Will UC Work or Is It a Question of Money?

Peter : On Rad's Radar?
Peter
| Peter Radizeski of RAD-INFO, Inc. talking telecom, Cloud, VoIP, CLEC, and The Channel.

Will UC Work or Is It a Question of Money?

I see this often enough: UC firm nabs funding. In this case, Thinking Phone Networks got $10M in funding to bring the total to $31M. Thinking Phones has been around since 2006. Maybe UC just isn't going to work. Maybe the independent UC providers like TPN, Panterra, Simple Signal, Telesphere and others errored.

Most UC providers try to sell nationally, instead of regionally. Regional CLECs do better in my experience than national players (see exhibits: XO, L3, Sprint versus TelePacific, Integra, US Signal). That is far more costly than being regional. Running a nationwide MPLS network is added costs as well.

I compare the UC market to the DSL market in 1999. All the DLECs - Rhythms, Northpoint and Covad - had big IPO's, all went nationwide - and all collapsed.

I had advised most of the cloud comm community to get their sales & marketing machine in gear before Comcast rolled its Broadsoft-based Hosted PBX service out to the channel, which it did last month. To have the might of Comcast chasing after your mid-sized deals will not be fun. Comcast has too many advantages:

  • brand name
  • Capital
  • pricing power
  • other services to leverage
  • one of the smartest people in HPBX works at Comcast

Verizon hasn't even started its VCE marketing machine yet. (It's been too busy marketing cable services; earning $2.23 billion this quarter, on $30.28 billion in quarterly revenue; and "added 1.1 million net retail wireless connections during the quarter"). What then?

Most businesses don't see or buy the many advantages of UC. Many just want a replacement for their old key system. Period. A good amount of SMBs just want cheap, reliable voice. It is this that the cablecos - Cox, TWC, Comcast, Charter, Bright House - prey on. And then there is the bundle advantage - cheap, fast Internet with TV for your lobby to go with your hosted voice.

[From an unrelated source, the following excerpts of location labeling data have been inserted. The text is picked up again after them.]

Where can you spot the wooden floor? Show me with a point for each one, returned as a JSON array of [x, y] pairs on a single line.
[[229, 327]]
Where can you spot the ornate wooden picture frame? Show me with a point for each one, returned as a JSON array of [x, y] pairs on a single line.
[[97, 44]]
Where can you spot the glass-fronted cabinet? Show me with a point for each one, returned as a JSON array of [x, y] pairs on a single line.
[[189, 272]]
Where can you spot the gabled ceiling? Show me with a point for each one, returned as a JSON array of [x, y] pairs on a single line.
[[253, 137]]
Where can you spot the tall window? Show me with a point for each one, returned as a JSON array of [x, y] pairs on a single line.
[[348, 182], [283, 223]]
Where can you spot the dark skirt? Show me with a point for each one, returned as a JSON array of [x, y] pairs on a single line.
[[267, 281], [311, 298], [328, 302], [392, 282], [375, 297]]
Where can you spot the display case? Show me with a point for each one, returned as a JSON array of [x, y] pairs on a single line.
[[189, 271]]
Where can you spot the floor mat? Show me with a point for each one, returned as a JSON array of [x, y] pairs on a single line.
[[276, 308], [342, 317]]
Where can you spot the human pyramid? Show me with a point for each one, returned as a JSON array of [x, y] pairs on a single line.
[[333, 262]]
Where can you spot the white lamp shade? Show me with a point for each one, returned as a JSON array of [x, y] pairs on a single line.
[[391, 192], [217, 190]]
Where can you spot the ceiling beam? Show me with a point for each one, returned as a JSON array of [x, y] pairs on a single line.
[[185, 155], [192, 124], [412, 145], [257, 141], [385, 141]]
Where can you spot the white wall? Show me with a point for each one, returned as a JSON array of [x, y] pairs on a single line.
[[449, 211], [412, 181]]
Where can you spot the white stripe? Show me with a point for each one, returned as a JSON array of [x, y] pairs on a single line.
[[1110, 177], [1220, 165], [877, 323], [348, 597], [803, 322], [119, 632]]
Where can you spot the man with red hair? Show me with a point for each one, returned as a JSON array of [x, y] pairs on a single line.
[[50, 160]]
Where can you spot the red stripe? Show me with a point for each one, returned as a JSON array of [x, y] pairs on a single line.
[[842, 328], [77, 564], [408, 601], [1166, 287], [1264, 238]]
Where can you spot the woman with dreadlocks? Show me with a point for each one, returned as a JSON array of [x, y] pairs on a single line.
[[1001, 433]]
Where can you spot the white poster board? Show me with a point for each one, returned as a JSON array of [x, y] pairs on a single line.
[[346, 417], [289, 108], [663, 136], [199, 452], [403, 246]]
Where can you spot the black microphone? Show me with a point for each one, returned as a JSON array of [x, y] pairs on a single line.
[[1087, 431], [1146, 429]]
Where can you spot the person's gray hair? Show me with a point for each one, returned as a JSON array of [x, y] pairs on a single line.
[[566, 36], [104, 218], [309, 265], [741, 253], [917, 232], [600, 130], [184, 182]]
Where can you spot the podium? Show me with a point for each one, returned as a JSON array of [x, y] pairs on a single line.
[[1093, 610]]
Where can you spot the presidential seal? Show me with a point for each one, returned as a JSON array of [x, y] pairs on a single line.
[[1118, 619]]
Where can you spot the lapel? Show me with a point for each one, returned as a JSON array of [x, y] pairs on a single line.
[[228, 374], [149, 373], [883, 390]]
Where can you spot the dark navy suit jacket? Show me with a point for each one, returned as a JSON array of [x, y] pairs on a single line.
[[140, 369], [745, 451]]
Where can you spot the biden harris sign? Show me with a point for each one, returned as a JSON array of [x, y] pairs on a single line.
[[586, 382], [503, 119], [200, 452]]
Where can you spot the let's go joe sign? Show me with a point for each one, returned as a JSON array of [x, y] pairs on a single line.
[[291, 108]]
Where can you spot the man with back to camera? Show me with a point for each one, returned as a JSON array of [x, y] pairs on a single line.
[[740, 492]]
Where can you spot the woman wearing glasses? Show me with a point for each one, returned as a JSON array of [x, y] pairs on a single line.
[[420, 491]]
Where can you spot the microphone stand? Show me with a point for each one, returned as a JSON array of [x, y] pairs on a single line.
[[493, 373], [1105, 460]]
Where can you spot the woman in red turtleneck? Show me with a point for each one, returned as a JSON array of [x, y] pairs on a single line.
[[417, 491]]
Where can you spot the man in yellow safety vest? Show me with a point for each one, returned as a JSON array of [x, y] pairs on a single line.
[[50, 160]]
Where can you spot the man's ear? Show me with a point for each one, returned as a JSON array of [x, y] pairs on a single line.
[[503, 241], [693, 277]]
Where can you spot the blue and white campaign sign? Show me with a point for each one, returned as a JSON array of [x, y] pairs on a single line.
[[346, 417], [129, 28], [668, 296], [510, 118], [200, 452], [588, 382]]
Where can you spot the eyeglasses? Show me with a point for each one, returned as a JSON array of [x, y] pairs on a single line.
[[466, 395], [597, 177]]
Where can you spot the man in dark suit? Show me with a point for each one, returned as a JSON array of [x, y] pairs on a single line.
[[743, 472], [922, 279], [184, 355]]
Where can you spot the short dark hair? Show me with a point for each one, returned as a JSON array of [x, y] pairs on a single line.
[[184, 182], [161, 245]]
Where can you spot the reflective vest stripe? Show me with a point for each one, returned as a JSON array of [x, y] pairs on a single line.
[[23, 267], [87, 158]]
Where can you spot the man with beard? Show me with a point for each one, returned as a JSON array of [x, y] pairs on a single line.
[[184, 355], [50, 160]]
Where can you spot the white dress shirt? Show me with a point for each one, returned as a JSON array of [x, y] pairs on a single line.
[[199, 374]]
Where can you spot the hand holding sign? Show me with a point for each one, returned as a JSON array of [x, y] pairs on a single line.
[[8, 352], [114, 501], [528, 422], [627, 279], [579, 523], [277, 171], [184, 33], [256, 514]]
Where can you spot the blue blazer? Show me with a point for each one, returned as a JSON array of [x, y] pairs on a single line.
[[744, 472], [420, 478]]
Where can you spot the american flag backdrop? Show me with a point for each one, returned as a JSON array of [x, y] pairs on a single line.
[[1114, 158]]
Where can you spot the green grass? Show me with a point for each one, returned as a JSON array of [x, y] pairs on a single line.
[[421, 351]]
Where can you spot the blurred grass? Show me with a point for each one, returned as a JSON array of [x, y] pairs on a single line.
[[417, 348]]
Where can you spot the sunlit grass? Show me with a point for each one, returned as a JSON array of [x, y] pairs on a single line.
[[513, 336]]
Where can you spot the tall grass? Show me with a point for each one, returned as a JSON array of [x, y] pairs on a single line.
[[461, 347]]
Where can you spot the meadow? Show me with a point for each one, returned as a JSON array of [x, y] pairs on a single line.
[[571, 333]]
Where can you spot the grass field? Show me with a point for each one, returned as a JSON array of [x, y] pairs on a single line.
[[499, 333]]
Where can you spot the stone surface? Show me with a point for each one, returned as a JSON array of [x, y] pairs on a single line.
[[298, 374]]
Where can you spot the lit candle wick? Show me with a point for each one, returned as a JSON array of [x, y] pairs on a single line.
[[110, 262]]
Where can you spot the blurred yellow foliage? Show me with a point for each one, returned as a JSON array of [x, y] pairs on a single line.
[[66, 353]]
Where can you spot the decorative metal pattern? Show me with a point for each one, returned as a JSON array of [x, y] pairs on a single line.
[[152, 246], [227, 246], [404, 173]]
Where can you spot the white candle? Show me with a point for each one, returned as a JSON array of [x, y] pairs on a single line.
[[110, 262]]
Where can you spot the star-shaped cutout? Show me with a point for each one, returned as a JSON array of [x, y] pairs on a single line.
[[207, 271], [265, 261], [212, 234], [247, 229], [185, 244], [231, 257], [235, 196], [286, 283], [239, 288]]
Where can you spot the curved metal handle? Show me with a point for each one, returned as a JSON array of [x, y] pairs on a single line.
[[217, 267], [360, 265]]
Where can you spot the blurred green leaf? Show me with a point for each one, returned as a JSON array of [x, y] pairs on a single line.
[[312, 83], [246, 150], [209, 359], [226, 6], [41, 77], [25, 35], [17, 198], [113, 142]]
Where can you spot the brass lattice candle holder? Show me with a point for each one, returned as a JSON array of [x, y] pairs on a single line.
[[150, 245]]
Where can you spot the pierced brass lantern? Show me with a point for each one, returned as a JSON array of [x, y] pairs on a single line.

I do understand that cloud services is CAPEX intensive for the provider. Yet if you started in 2006, shouldn't you be cash flowing some of that instead of taking seed rounds two years in a row? It's not like TPN has the Broadsoft penalty to pay; they are based off Asterisk.

I think the UC providers that are regional will do far better than the national players. I also think that some of these UC providers need to pivot to verticals. I don't foresee the Duopoly - VZ, C-Link, TDS, WIND, and Cablecos - leaving much room for the national players. For one, the brand leverage is too big. EarthLink is capitalizing on its name recognition in the cloud space. Brands build trust. trust is needed for sales. Most CLECs and VoIP providers never bothered to brand or position their company. Big error.

Back to the question: Will UC work? Maybe on the Fortune 10,000 but I'm not so sure that the rest of the marketplace cares about unified communications. Texts, mobile phones, email, social media are all new avenues of communication that have marginalized the business phone line. Integrating all of those silos of communication - emails, texts, IM/chat, SM, voice, video - into one seamless, easy to use system is a must. How do you do that when you drop ship the phones?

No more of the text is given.